Верити неуверенно кивнула, а на обеих ее щеках вспыхнуло по красному пятнышку. Затем она поступила так, как, без сомнения, поступала всегда, если утрачивала нить разговора. Переменила тему.
— Полагаю, вы регулярно посещаете Лондон?
— Очень нерегулярно. Настолько нерегулярно, насколько это в человеческих силах. Но и тогда исключительно по делам. Вы видите перед собой отшельника, добровольного пустынника.
— Но неужели вы не скучаете по жизни в мире? Неужели вы не скучаете без ресторанов, театров, магазинов?
Я уловил в лице Риети не слишком тайное ликование и понял, что, подобно клоуну, в чью давно расставленную ловушку наконец чудом угодил настырный зритель, он уже держал про запас великолепный ответ в ожидании такой вот ниспосланной Богом replique
[76].
— Для меня, миссис Нэтт, — сказал он, — мир подобен Нью-Йорку. Город, где приятно побывать, но жить там мне не хотелось бы.

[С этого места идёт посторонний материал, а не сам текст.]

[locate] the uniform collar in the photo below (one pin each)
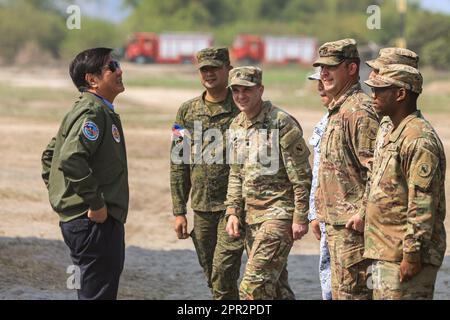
(393, 137)
(225, 107)
(336, 104)
(266, 107)
(94, 97)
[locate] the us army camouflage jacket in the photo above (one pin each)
(268, 191)
(406, 204)
(207, 183)
(347, 148)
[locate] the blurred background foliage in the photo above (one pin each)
(35, 30)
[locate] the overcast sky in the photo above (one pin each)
(111, 9)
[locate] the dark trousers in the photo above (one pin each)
(99, 251)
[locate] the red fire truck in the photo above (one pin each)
(248, 49)
(146, 47)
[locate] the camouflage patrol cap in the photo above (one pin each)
(215, 57)
(394, 56)
(333, 53)
(314, 76)
(245, 76)
(399, 75)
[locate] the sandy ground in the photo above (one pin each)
(33, 257)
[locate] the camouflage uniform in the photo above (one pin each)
(218, 254)
(385, 57)
(406, 204)
(345, 162)
(273, 198)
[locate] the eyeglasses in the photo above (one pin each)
(113, 65)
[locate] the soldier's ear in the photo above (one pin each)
(401, 95)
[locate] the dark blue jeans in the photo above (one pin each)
(99, 251)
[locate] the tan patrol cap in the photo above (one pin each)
(333, 53)
(398, 75)
(215, 57)
(394, 56)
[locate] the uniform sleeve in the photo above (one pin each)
(80, 145)
(46, 160)
(423, 175)
(180, 178)
(234, 202)
(363, 134)
(295, 155)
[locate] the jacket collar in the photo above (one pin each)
(265, 109)
(224, 107)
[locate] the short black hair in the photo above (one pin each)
(88, 61)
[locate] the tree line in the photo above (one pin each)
(43, 22)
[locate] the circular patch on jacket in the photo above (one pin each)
(90, 130)
(115, 132)
(424, 170)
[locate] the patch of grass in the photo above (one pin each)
(150, 81)
(434, 103)
(35, 103)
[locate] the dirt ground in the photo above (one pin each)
(33, 257)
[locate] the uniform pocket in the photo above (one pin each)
(76, 233)
(351, 249)
(109, 174)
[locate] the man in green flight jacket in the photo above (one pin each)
(85, 171)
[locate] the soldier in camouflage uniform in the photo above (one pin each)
(404, 231)
(218, 254)
(390, 56)
(317, 227)
(275, 193)
(345, 163)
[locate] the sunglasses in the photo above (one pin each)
(113, 65)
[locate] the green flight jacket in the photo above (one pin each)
(85, 164)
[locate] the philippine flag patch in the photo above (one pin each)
(116, 133)
(90, 130)
(179, 131)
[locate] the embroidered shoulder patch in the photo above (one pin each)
(90, 130)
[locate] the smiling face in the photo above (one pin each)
(214, 77)
(248, 99)
(108, 84)
(334, 78)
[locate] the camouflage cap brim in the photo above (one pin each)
(377, 83)
(374, 64)
(210, 63)
(328, 61)
(240, 82)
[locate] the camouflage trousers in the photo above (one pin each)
(266, 277)
(387, 285)
(218, 254)
(349, 270)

— Нет, это сверхвосхитительно! — воскликнула Верити с жестяным визгом. — Беа, моя дорогая, он истинная находка! Ну, как, как вам это удается?
И тут, без сомнения, поздравляя себя с весомым вкладом в успех нашего маленького собрания — если не обронив сама (что не было ее сильной стороной), так вдохновив на перл, поставивший точку в разговоре, она, по-видимому, разрешила себе помолчать, предоставляя случай блеснуть кому-нибудь из нас.
Молчание в конце концов прервал Оливер.
— Вы же играете в гольф? — спросил он у Риети.
— Гольф? — повторил Риети, осторожно отхлебывая виски и пристально глядя на Беа над краем стопки. — Но, разумеется, нет.
— Мы могли бы сыграть вчетвером, — продолжал Оливер без осечки. — Клюшки, знаете ли, можно взять напрокат. За очень небольшую сумму.
— Я пришел сюда не играть в гольф, — сказал Риети, словно только дебил был способен предположить, что человек вроде него мог оказаться рядом с полем для гольфа ради игры. — Как я сказал, мне хотелось бы поговорить с мадам Шере, если бы она могла мне уделить немного времени. И такое совпадение! Беседа наша касается именно мистера Насра. N\'est-ce pas, madame?
[77]
Беа стояла спокойно, позвякивая двумя-тремя полурастаявшими ледяными кубиками, еще оставшимися в ее почти пустой стопке, — кубиками, написавшими в остатки виски, которое теперь приобрело неаппетитный оттенок мочи. Затем, взглянув на окно до потолка напротив нас, окно, впускающее рассеченный солнечный луч, который одевал ореолом затылки тех, кто стоял ближе к нему, Беа сказала:
— Но у нас же сколько угодно времени для разговора! По-моему, партия в гольф — это чудесная идея. Гай, вы и я против Верити и Оливера, а? Послушайте, Риети, почему бы вам не присоединиться? Немного свежего воздуха — вот в чем вы нуждаетесь.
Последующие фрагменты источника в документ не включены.